A de Paola, M. Ortolani, G. Lo Re, G. Anastasi, and S. K. Das, “Intelligent Management Systems for Energy Efficiency in Buildings: A Survey,” ACM Computing Surveys (CSUR), vol. 47, no. 1, pp. 13:1-13:38, July 2014.
This informative survey provide a comprehensive structured and unifying treatment of the existing literature on intelligent energy management systems in buildings, with a distinct focus on available architectures and methodology supporting a vision transcending the well-established smart home vision, in favor of the novel Ambient Intelligence paradigm. The survey includes main architectural elements, such as basic sensory infrastructure, data processing engine, user interaction interface subsystem, and finally the actuation infrastructure necessary to transfer the planned modifications to the environment.
S. Sharad, P.B. Sivakumar, and V. Anantha Narayanan, “A Novel IoT-Based Energy Management System for Large Scale Data Centers,” in Proc. 2015 ACM Sixth International Conference on Future Energy Systems, pp. 313-318, July 2015.

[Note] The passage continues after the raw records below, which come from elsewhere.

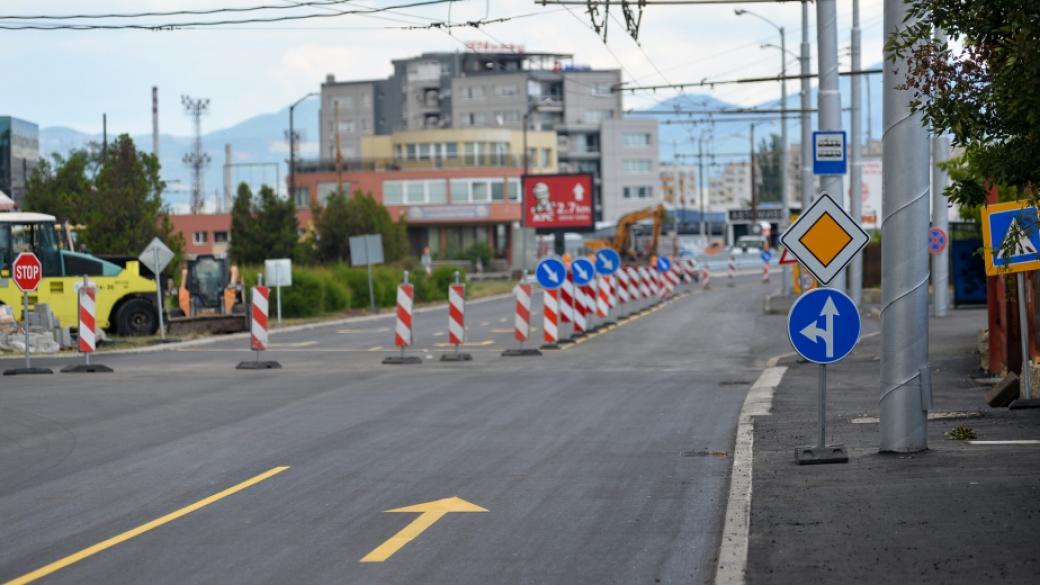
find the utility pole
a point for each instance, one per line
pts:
(754, 196)
(807, 181)
(829, 98)
(155, 122)
(906, 392)
(197, 159)
(856, 159)
(940, 217)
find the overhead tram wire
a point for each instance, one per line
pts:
(201, 24)
(205, 11)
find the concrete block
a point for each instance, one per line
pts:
(1004, 392)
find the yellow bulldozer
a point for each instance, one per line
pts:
(624, 240)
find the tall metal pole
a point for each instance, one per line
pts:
(807, 182)
(785, 271)
(829, 98)
(940, 218)
(905, 392)
(856, 159)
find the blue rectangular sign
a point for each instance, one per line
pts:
(830, 154)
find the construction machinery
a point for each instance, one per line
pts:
(126, 297)
(210, 297)
(624, 238)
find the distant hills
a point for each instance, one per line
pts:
(260, 149)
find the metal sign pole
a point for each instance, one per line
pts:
(25, 306)
(1023, 330)
(158, 294)
(822, 408)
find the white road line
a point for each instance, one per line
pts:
(733, 551)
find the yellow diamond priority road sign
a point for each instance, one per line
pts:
(825, 238)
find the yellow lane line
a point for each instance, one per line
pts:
(91, 551)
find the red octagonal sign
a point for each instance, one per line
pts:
(28, 272)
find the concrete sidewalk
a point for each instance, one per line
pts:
(956, 513)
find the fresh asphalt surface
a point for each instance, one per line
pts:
(607, 462)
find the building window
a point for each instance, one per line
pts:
(414, 193)
(303, 198)
(644, 192)
(635, 166)
(484, 189)
(508, 90)
(596, 116)
(635, 138)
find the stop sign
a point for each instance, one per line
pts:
(28, 272)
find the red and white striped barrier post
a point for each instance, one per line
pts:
(550, 319)
(457, 320)
(403, 335)
(87, 329)
(521, 327)
(258, 328)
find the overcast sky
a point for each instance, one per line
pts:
(69, 78)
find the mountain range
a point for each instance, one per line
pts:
(260, 149)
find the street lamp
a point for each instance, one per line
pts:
(783, 126)
(292, 147)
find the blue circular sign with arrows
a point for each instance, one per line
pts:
(550, 273)
(607, 260)
(583, 271)
(824, 325)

The paper discusses how to make a smart-energy management system that is capable of collecting the data available and make decisions based on the energy consumption patterns. The authors propose a smart system that uses the Internet of Things to gather data and a machine learning algorithm for decision making to manage energy consumption in data centers to reduce operating costs and pollution.